We were able to reduce the number of test prints.

(Hereinafter in the margin) [Effects of the Invention] According to the present invention, the stick resistance of the thermal head and film has been significantly improved, and it has become possible to achieve high resolution in thermal stencil printing. Further, the heat-sensitive stencil paper of the present invention can be used under a wide plate-making line (from high energy range to low energy range to low energy range, and high-speed plate making at high energy); It can be used for purposes such as unnecessary perforation, etc., and its uses can be expanded.Furthermore, it has many effects such as producing printed matter of higher quality than electrostatic copying (PPC).

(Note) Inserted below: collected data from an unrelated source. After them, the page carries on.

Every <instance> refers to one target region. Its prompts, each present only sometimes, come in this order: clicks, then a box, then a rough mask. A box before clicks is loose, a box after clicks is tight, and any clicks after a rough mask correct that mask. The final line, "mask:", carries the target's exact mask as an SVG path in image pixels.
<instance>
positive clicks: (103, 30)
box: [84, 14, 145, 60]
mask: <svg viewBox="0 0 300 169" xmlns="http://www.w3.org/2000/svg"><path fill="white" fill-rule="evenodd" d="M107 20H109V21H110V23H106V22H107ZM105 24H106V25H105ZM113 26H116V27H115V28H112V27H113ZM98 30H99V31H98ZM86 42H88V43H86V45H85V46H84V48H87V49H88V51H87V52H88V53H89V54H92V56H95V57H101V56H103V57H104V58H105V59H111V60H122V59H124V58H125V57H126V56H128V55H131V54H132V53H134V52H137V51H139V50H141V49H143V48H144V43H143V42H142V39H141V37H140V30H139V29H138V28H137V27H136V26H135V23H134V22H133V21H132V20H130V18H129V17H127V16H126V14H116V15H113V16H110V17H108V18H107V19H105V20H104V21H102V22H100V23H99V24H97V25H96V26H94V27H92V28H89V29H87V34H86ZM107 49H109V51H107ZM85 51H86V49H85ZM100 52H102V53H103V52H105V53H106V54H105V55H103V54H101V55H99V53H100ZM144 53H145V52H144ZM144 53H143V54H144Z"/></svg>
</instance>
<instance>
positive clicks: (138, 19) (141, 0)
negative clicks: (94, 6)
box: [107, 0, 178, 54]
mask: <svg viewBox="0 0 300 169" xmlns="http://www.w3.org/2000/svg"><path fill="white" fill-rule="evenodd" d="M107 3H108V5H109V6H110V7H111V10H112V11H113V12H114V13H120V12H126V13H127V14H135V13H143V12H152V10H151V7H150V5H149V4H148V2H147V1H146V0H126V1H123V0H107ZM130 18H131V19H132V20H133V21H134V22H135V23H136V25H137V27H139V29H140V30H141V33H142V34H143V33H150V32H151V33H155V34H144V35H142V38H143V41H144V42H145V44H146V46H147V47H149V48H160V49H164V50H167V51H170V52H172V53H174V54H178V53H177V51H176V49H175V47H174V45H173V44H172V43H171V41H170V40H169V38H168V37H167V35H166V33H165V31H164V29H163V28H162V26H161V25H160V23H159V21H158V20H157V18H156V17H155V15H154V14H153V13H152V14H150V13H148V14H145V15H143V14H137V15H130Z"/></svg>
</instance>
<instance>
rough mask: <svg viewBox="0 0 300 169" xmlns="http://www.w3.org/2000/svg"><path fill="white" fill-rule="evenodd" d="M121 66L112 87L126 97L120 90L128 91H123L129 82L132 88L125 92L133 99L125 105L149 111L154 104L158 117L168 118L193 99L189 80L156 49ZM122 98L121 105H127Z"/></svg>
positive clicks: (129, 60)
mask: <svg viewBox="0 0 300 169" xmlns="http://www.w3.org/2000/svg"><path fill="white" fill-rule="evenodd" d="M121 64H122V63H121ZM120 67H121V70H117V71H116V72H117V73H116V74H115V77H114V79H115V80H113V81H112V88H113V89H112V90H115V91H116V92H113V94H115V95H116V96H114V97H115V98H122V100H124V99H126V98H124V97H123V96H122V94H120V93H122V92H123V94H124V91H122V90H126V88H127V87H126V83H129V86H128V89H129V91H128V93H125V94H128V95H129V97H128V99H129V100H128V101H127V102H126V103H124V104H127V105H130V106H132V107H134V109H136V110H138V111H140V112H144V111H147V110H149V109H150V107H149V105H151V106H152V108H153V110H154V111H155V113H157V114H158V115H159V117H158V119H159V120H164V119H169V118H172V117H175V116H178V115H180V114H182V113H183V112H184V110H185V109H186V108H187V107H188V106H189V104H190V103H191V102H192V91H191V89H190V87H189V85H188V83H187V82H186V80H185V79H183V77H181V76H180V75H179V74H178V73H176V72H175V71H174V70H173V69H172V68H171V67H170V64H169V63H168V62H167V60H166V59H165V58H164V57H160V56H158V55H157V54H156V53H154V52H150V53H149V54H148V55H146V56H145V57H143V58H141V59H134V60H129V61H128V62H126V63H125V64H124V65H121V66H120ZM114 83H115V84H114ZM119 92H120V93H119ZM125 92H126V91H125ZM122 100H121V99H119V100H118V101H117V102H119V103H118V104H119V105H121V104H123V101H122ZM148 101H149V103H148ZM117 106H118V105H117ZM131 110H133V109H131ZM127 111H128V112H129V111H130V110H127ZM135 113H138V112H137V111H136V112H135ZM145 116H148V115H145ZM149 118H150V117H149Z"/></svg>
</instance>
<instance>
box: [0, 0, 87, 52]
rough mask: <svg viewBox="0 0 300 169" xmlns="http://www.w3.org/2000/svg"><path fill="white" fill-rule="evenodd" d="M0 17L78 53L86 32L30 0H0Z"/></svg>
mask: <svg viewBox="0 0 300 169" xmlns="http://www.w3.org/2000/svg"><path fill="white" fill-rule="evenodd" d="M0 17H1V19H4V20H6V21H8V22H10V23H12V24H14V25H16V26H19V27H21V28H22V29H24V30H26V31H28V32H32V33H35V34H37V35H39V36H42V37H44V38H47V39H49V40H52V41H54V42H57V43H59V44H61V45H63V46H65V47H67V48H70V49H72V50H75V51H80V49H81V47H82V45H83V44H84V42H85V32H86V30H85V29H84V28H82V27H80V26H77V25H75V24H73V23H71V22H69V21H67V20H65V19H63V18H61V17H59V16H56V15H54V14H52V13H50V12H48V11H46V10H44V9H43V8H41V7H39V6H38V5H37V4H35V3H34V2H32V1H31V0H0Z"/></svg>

Patent applicant Asahi Ka-Seikogyo Co., Ltd. teenager Reason Man

Claims (1)

[Scope of Claims] 1. A heat-sensitive stencil film made by a thermal head, characterized in that a stick prevention layer containing epoxy-modified silicone oil as a constituent is present on the surface of the film in contact with the thermal head. Heat-sensitive stencil film. 2. In a thermal stencil base paper made by a thermal head, a stick prevention layer containing epoxy-modified silicone oil as a constituent is present on the surface of the film in contact with the thermal head in a laminate consisting of a film and a porous support. A thermal stencil paper featuring the following.